How about if you're a woman fleeing from violence, trying to keep yourself and children safe while you seek a bed for the night?
You not only have the stress of life on the streets, but you're also a victim of domestic violence and you are responsible for the care of your children.
It's hard to think that homelessness can be made worse, but add children to the mix and we have the makings of utter catastrophe.
This is why I, like many others, am stunned at the news that yet another refuge centre, this time Cuan Alainn in Tallaght, has been told that it won't get funding from the State next year.
Tusla, the child and family agency, has no money for it, as it's critically short of funding itself. And so the Tallaght refuge will have to close on December 18, just before Christmas, when domestic violence against women and children reaches its annual high.
As a result there will be no room at the inn for many women and their children fleeing violence in that area this Christmas.
Since it opened three years ago over 1,000 people have passed through Cuan Alainn's doors. The refusal to fund it echoes the fate of other women's refuge organisations up and down the country, who have been devastated by cuts to their funding.
Women's Aid, the domestic violence support group, saw 20pc slashed in its funding from Tulsa last June.
Last year Women's Aid dealt with 16,000 reports of domestic abuse against women and 6,000 against children. If anything its meagre funding needed to be substantially increased.
Meanwhile this week's report from the Comptroller and Auditor General revealed that millions of our tax euros have been wasted by ineptitude on the part of Government departments.

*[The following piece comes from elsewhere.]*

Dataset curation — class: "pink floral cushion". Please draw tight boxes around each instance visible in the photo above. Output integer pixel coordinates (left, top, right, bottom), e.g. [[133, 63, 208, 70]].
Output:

It goes without saying that no-one will be made accountable for such waste - but refuges like Cuan Alainn will suffer as they're told that there's no cash left for them.
In the first quarter of this year nearly 80pc of women trying to escape domestic violence were turned away from Dublin refuges because of the housing crisis in the city. Women - and in one case a small child - were given sleeping bags instead.
This, then, is what our much-vaunted recovery has to offer our most vulnerable citizens. What type of society are we that we can clap ourselves on the back about our wonderful economic growth while simultaneously taking from women and children who live in fear of returning to their homes?
Is there a mentality of "Well, technically they're not really homeless, are they? There's a bed there for them if they just keep their mouths shut?" Because that's what it looks like from this perspective.
Last year's Garda Inspectorate report showed some guards called to domestic abuse situations allegedly made comments like: "there's two of them in it", "just don't annoy him and he won't come back" and "let him sleep it off".
Just last June a UN committee stated that Ireland was falling short of its obligations under international law to protect the rights of women affected by domestic violence.
The committee recommended that Ireland take the necessary steps to rectify this, including strengthening support services for victims and introducing a Domestic Violence Bill.
So what do we do? We cut supports even further. Of those women who are lucky enough to get into a refuge last year, only one in 10 moved to private rented accommodation in the first quarter of the year.
Sickeningly, over a quarter of them had to return to an abusive partner.
But where else can they go? As a society we are failing victims of domestic violence abysmally.
"Women and children who experience domestic violence are a unique group within the homeless population, their houses are not safe", Sharon O'Halloran of SAFE Ireland has said.
So why are we refusing to fund shelters for them? It's unacceptable. We should hang our heads in shame.